While his father was gone, the narrator slept in his father’s bed. He used to meditate about the promised Messiah who would reveal himself suddenly in the world and lead them all to the Land of Israel, where his father would not have to go to fairs and he himself would not have to go to school, but would walk all day in the courts of the House of God.

The child would sometimes dream of this fabulous event of the future, when the precious gifts of God would seem like a heaven of many-colored lights. However, often a great bird would come and peck out the lights. One night the dreamer tied himself to the wings of the bird and commanded it to take him to Father. The bird took him instead to the gates of Rome, where he saw a miserable beggar suffering from many wounds. The dreamer turned his eyes away so as not to see the beggar’s suffering, but where he directed his eyes a great mountain arose covered with thorns, thistles, and evil beasts. He was terrified, but he did not scream lest the creeping things on the mountain should enter his mouth. Then Father appeared, wrapped him in his prayer shawl, and returned him to his bed.

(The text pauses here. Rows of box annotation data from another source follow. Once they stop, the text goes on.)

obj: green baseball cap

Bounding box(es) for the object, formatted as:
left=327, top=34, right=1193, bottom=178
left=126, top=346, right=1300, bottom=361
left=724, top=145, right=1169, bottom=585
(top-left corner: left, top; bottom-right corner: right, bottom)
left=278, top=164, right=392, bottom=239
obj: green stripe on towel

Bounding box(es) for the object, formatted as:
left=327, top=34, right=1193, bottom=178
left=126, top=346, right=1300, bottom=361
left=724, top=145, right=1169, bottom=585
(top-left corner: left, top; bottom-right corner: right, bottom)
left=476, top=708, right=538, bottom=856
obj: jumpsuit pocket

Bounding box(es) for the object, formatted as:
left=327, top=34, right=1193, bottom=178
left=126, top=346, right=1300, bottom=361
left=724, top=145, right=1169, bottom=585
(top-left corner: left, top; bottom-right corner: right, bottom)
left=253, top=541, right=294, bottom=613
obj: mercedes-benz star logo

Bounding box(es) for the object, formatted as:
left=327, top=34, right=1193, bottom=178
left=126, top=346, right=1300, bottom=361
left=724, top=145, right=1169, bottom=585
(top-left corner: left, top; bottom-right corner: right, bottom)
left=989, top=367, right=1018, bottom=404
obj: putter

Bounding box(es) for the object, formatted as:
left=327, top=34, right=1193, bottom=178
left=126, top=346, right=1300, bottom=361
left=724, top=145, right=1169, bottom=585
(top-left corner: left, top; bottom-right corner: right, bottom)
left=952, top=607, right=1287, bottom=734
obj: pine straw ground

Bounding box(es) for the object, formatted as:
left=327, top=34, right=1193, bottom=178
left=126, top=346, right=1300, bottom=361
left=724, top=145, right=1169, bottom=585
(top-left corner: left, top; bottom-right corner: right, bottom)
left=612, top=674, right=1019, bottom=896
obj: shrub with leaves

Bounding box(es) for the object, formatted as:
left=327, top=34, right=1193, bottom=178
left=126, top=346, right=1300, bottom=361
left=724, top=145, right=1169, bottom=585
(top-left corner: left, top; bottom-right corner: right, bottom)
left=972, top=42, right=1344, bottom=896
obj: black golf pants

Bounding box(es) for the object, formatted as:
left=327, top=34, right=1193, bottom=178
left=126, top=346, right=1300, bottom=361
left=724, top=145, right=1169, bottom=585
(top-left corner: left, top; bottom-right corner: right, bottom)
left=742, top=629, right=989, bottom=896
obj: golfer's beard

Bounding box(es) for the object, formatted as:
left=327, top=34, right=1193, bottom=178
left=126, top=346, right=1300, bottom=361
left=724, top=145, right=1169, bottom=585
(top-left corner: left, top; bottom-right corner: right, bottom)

The father always brought gifts for everyone when he returned from the fair. The child thought that the Master of Dreams must have informed the father of their most secret desires, for the presents were always something for which each had been longing. One day Father brought for Mother a lovely silken kerchief adorned with flowers. She wore it on her head thereafter on all the most sacred occasions of family ritual and religious festivals. The narrator remembers, “I used to look at Mother on the Day of Atonement, when she wore her kerchief and her eyes were bright with prayer and fasting. She seemed to me like a prayerbook bound in silk and presented to a bride.”

The eleventh section concerns an unlucky beggar who arrived in town sick with running sores. Children used to throw stones at him. Even the grown-ups, who were not by nature cruel and who generally were hospitable to the poor and suffering, rejected this particular beggar and drove him away.

The twelfth section recalls the day of the narrator’s Bar Mitzvah at age thirteen, “when I entered the age of Commandments and was to be counted a member of the congregation.” He was very happy and pleased with himself and dressed “like a bridegroom.” Best of all, his mother had tied her precious kerchief around his neck before he went to the House of Study. As he walked home alone, he came suddenly on the despised beggar sitting on a heap of stones. The boy was terrified, “as a man who sees in waking what has been shown him in dream.” Overcome, however, by an unaccountable sweetness he had never experienced before, he untied the kerchief from his neck and gave it to the beggar, who took it and wound it around his sores.

The last section tells of his confrontation with his mother when he had to beg forgiveness for having given away her most precious possession. His mother accepts the deed with love and affection, apparently as evidence of obedience to the Holy Law.